- August’s flash composite Purchasing Managers’ Index (PMI) indicated a fall in private sector activity, ending a run of six successive months of expansion. In practice, the EY ITEM Club doesn’t think the economy is quite as weak as the PMI suggests, although a continuation of the sluggish growth of recent quarters is likely for the near future.
- As well as softer activity, August’s S&P Global/CIPS survey also pointed to inflationary pressures continuing to ease markedly, particularly for manufacturers. These developments mean a rise in interest rates in September is no longer looking so certain. And they reinforce the EY ITEM Club’s expectation that a rate rise next month, if it happens, will be the last in the current cycle.
Martin Beck, Chief Economic Advisor to the EY ITEM Club, says: “August’s flash PMI disappointed, with a fall to 47.9 from 50.8 in July leaving the index below the 50 ‘no-change’ mark for the first time since January 2023. The flash services PMI of 48.7 was below the neutral level for only the second time in 31 months, and a fall in the manufacturing output index to 43.3 signalled a deepening contraction among ‘the makers’.
“Based on past form, the latest S&P Global/CIPS survey is consistent with GDP shrinking in Q3. The EY ITEM Club thinks the outlook for the economy isn’t quite that weak. The PMIs exclude the public sector, where output should be supported by the resolution of some pay disputes. Evidence suggests that the PMI survey can be influenced by the sentiment of respondents, as well as actual movements in output, a factor which may be at play this time, given a recent run of downbeat headlines about rising mortgage rates. And the economy will get a boost in Q3 from a return to a normal complement of working days and lower energy bills. That said, a continuation of the sluggish growth of recent quarters is likely for the near future
“August’s survey showed slower activity accompanied by a further easing in cost and prices pressures. Although wages continued to rise, the survey’s measures of input and output price inflation both slowed to the weakest since February 2021. Notably, manufacturers reported the most significant fall in their purchase prices since January 2016.

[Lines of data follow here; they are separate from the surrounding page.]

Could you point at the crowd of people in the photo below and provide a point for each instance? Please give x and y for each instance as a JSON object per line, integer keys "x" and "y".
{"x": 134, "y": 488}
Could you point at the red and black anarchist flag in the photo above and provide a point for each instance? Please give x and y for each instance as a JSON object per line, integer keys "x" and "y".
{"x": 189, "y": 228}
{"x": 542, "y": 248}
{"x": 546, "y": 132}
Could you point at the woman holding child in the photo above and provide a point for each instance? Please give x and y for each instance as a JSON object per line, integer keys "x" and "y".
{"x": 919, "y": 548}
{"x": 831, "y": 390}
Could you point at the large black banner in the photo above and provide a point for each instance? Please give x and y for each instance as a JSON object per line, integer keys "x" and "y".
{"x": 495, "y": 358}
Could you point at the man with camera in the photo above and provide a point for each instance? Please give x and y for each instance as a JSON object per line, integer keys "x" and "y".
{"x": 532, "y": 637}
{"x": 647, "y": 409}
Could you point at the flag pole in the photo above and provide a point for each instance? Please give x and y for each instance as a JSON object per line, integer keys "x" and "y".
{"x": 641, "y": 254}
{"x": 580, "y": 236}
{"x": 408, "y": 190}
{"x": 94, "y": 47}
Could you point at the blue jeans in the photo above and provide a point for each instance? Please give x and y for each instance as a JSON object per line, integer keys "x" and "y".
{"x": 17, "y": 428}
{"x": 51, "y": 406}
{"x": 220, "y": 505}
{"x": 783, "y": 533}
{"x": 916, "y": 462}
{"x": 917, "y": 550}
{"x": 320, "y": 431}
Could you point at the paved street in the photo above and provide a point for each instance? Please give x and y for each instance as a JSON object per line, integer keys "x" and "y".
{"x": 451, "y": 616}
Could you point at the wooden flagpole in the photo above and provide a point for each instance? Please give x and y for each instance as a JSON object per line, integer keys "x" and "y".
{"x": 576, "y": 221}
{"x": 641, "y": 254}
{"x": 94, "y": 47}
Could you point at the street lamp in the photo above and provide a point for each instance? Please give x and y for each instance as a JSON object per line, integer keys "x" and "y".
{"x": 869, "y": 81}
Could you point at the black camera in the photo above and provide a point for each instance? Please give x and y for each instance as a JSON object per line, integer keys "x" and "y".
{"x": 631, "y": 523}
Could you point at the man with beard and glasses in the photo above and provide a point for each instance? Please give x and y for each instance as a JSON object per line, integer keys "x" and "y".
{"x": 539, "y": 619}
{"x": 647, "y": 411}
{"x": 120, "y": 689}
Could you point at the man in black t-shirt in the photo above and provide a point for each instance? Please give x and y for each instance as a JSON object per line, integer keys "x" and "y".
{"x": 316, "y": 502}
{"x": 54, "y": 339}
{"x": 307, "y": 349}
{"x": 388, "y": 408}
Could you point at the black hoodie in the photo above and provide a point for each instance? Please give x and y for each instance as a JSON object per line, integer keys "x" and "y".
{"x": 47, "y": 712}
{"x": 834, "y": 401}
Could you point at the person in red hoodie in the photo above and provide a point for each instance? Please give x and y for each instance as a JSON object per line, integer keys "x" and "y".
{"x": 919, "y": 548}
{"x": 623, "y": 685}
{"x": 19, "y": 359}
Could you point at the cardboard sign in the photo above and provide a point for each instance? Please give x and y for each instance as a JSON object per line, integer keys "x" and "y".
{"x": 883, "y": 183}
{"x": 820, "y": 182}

“This combination of a slowdown in both activity and inflation should give the Bank of England food for thought in advance of its next interest rate decision in September and suggests an increase is no longer a certainty. On balance, the EY ITEM Club thinks the latest survey findings may not be enough to deter the Bank of England from raising interest rates again, given recent developments in pay and services inflation. But they do reinforce the EY ITEM Club’s expectation that a rate rise next month, if it happens, will likely be the last in the current cycle.”